Paus Franciscus - 23 mei 2018
Dierbare broeders en zusters, goedendag!
Na de catechese over het Doopsel, nodigen de dagen, na het hoogfeest van Pinksteren, uit tot nadenken over het getuigenis dat de Geest in de gedoopten bewerkt. Hierdoor brengt Hij hun leven in beweging en maakt hen open voor het goed van de anderen. Jezus heeft aan zijn leerlingen een grootse zending toevertrouwd: “Gij zijt het zout der aarde. Gij zijt het licht der wereld”. Vgl. Mt. 5, 13-16 Het zijn beelden die verwijzen naar ons gedrag. Immers, zowel het gebrek aan zout als het overdreven gebruik ervan maken eten walgelijk. Zowel het gebrek aan licht als teveel licht verhinderen het zicht. Wie kan ons echt zout geven dat smaak geeft en bewaart tegen verrotting; en licht dat de wereld verlicht, alleen de Geest van Christus! Dat is de gave die we ontvangen in het Vormsel of zalving met Chrisma. Hierover wil ik met jullie nadenken. Het wordt “Vormsel” genoemd omdat het Doopsel erdoor bekrachtigd wordt en het de doopgenade bevestigt. Vgl. Catechismus-Compendium, Catechismus van de Katholieke Kerk (15 aug 1997), 1289 We ontvangen de Geest door middel van de zalving met “Chrisma” – geurende olie die door de Bisschop wordt gewijd – een woord dat verwijst naar “Christus”, de Gezalfde van de Heilige Geest.

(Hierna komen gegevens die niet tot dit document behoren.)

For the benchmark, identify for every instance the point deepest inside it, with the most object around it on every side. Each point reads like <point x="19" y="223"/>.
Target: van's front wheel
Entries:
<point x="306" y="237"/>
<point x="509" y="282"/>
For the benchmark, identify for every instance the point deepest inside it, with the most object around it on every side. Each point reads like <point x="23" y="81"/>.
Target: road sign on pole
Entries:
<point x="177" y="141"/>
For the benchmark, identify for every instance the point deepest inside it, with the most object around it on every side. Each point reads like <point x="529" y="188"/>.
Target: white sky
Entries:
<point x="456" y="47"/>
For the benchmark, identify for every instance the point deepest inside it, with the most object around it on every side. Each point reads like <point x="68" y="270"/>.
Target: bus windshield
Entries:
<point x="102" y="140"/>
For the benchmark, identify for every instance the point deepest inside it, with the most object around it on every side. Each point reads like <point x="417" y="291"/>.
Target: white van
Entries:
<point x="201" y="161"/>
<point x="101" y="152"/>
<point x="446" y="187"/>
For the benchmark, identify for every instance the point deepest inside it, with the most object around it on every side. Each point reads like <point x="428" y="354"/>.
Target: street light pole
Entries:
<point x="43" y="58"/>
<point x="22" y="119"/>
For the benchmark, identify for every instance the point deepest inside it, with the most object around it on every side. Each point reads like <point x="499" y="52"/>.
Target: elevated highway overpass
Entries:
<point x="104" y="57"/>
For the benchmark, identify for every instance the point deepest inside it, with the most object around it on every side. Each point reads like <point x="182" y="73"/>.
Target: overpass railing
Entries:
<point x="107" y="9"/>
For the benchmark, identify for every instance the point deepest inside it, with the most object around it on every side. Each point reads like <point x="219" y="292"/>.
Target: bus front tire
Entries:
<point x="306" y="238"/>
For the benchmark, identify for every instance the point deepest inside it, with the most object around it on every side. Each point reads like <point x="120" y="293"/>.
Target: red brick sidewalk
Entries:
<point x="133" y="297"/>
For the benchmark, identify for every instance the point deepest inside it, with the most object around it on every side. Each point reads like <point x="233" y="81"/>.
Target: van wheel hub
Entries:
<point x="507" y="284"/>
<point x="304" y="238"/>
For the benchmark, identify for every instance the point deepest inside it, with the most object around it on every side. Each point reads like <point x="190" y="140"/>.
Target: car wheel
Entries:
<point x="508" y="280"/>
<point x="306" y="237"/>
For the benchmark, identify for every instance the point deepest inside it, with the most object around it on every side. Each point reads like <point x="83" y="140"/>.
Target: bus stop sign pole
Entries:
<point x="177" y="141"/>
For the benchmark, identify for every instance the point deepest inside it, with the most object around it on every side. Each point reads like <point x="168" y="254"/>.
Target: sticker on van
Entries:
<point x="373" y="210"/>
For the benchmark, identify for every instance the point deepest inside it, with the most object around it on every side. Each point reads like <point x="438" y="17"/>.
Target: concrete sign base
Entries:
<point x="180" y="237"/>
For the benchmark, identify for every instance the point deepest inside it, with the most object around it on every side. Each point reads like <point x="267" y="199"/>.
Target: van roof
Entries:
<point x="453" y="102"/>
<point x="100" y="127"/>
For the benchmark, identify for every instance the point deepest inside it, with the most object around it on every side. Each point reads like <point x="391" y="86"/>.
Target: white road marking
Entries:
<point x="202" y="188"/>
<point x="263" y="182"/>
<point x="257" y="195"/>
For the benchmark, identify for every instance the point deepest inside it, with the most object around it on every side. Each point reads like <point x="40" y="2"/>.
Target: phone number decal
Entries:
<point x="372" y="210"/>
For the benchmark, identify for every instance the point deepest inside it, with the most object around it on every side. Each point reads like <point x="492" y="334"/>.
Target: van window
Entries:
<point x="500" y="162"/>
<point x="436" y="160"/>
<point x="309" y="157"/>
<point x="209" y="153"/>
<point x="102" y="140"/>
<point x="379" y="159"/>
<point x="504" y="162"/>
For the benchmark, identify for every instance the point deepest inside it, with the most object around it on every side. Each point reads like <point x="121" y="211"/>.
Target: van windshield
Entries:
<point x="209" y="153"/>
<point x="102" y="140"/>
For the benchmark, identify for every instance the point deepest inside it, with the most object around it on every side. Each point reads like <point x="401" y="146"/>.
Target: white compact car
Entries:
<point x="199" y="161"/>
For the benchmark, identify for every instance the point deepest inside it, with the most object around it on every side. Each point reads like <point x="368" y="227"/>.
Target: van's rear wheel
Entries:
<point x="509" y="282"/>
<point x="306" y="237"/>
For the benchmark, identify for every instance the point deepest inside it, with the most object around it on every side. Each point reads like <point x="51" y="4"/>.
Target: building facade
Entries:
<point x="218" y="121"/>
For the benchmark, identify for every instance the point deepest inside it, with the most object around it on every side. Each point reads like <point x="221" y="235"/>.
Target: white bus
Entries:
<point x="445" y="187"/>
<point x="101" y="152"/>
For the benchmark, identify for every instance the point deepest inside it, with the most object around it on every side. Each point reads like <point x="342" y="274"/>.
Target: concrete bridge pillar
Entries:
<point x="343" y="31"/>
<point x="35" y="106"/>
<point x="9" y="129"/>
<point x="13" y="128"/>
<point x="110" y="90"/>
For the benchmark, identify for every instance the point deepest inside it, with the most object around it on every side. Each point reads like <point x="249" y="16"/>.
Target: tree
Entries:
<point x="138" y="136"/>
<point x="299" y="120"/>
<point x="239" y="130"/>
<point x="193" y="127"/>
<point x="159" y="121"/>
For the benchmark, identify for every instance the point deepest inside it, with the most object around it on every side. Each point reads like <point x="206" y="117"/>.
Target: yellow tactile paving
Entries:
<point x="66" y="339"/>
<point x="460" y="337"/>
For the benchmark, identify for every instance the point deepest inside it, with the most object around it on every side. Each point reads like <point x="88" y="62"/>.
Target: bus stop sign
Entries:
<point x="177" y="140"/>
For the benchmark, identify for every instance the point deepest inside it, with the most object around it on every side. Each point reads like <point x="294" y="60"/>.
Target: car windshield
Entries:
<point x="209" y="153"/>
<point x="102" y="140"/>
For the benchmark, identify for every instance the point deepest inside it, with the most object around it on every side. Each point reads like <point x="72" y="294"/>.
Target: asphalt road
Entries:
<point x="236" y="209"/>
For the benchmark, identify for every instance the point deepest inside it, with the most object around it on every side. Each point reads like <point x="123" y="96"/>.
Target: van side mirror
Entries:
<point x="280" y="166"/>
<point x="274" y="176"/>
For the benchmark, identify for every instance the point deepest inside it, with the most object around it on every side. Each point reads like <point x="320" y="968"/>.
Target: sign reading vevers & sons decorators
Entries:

De “Adem” van de verrezen Christus vult de longen van de Kerk met leven. Inderdaad, de monden van de leerlingen, “vol van de Heilige Geest” openden zich en allen hoorden hen in hun eigen taal spreken van Gods grote daden. Vgl. Hand. 2, 1-11
In het Doopsel dompelt de Heilige Geest ons onder in Christus. In het Vormsel vervult Christus ons van zijn Geest en maakt ons zo tot zijn getuigen en tot deelgenoten aan het zelfde beginsel van leven en zending, volgens het plan van de hemelse Vader. Het getuigenis afgelegd door de gevormden toont de werking van de Heilige Geest en de gehoorzaamheid aan zijn scheppende inspiratie. Ik stel mij de vraag: hoe kan men zien dat wij de Gave van de Geest hebben ontvangen? Doordat wij de werken van de Geest doen. Door het spreken van de woorden die de Geest ons leert. Vgl. 1 Kor. 2, 13 Het christelijk getuigenis bestaat erin alleen en alles te doen wat de Geest van Christus ons vraagt terwijl Hij ons de kracht ertoe schenkt.